2: I need to learn how to use the stupid scheduler, and I can't understand anything so far. Basically, when an event is detected, 2 things are called: one method which activates instantly, and one which needs to be given a 5 second delay, then called. The code is like this:
public onEvent(event e){
Thingy thing = new Thingy();
thing.method1();
thing.doOnDelay(method2(), 100 ticks);
}
Once again, I apologize if I am not giving too many specifics, but I cannot FOR THE LIFE OF ME find anything about the Bukkit event scheduler that I can understand.
DO NOT leave me links to the Bukkit official tutorials, I cannot understand them at all and it'll be a waste of an answer. I need somebody who can help me, I am a starting plugin writer.
I've had Programming I and II with focus in Java, so many basic things I know, I just need Bukkit-specific help for the second one.
The first one has had me confused since I started programming.
Ok, so for the first question I think you want to use a data structure. Depending on what you're doing, there are different data structures to use. A data structure is simply a container that you can use to store many instances of a type of object. The data structures that are available to you are:
HashMap
HashSet
TreeMap
List
ArrayList
Vector
There are more, but these are the big ones. HashMap, HashSet, and TreeMap are all part of the Map class, which is notable for it's speedy operations. To use the hashmap, you instantiate it with HashMap<KeyThing, ValueThingy> thing = new HashMap<KeyThing, ValueThing>(); then you add elements to it with thing.put(key, value). Thn when you want to get a value out of it, you just use thing.get(key) HashMaps use an algorithm that's super fast to get the values, but a consequence of this is that the HashMap doesn't store it's entries in any particular order. Therefore when you want to loop though it with a for loop, it randomly returns it's entries (Not truly random because memory and stuff). Also, it's important to note that you can only have one of each individual key. If you try to put in a key that already exists in the map, it will over-right the value for that key.
The HashSet is like a HashMap but without storing values to go with it. It's a pretty good container if all you need to use it for is to determine if an object is inside it.
The TreeMap is one of the only maps that store it's values in a particular order. You have to provide a Comparator (something that tells if an object is less than another object) so that it knows the order to put the values if it wants them to be in ascending order.
List and ArrayList are not maps.

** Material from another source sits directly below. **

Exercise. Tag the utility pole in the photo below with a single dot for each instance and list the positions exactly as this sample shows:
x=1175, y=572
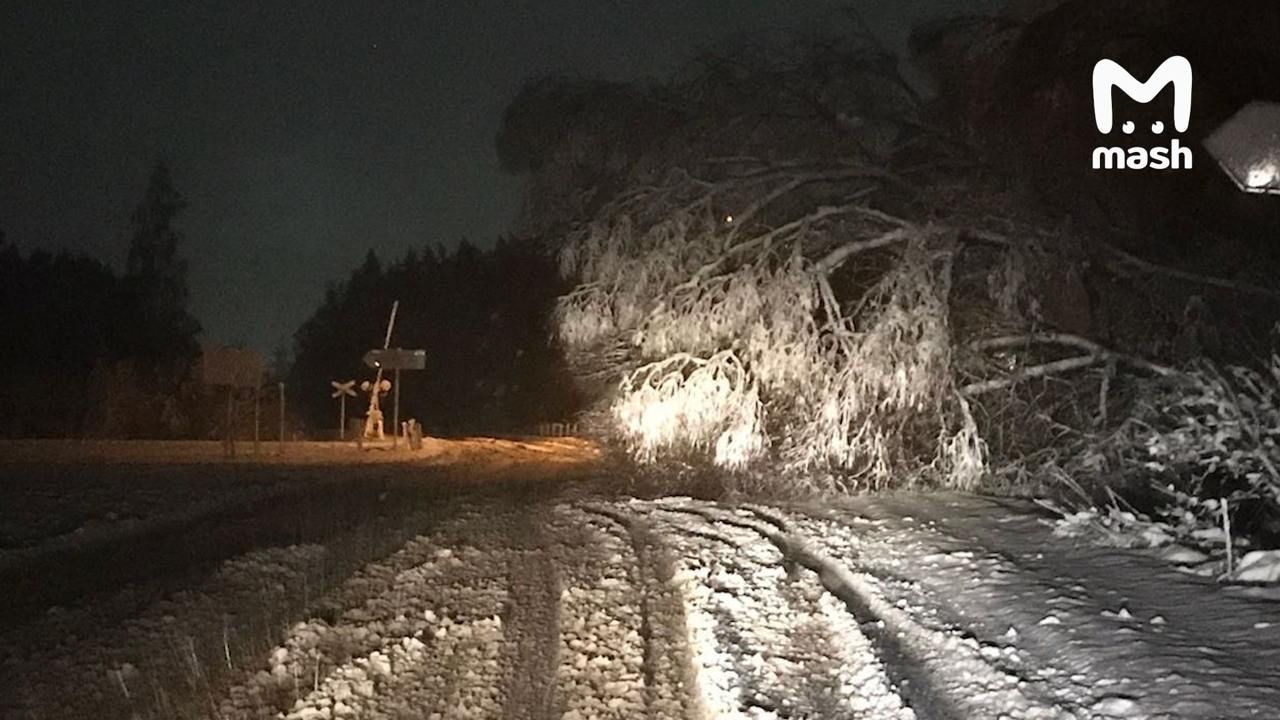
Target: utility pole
x=257, y=415
x=282, y=418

Their elements are put in with a index address. With the List, you have to specify the number of elements you're going to be putting into it. Lists do not change size. ArrayLists are like lists in that each element can be retrieved with arrayListThing.get(index) but the ArrayList can change size. You add elements to an ArrayList by arrayListThing.add(Thing).
The Vector is a lot like an ArrayList. It actually functions about the same and I'm not quite sure what the difference between them is.
At any rate, you can use these data structures to store a lot of objects by making a loop. Here's an example with a Vector.
Vector<Thing> thing = new Vector<Thing>();
int numberofthings = 100;
for(int i = 0; i < numberofthings; i++) {
thing.add(new Thing());
}
That will give you a vector full of things which you can then iterate through with
for(Thing elem:thing) {
thing.dostuff
}
Ok, now for the second problem. You are correct that you need to use the Bukkit Scheduler. Here is how:
Make a class that extends BukkitRunnable
public class RunnableThing extends BukkitRunnable {
public void run() {
//what you want to do. You have to make this method.
}
}
Then what you want to do when you want to execute that thing is you make a new BukkitTask object using your RunnableThing
BukkitTask example = new RunnableThing().runTaskLater(plugin, ticks)
You have to do some math to figure out how many ticks you want. 20 ticks = 1 second. Other than that I think that covers all your questions.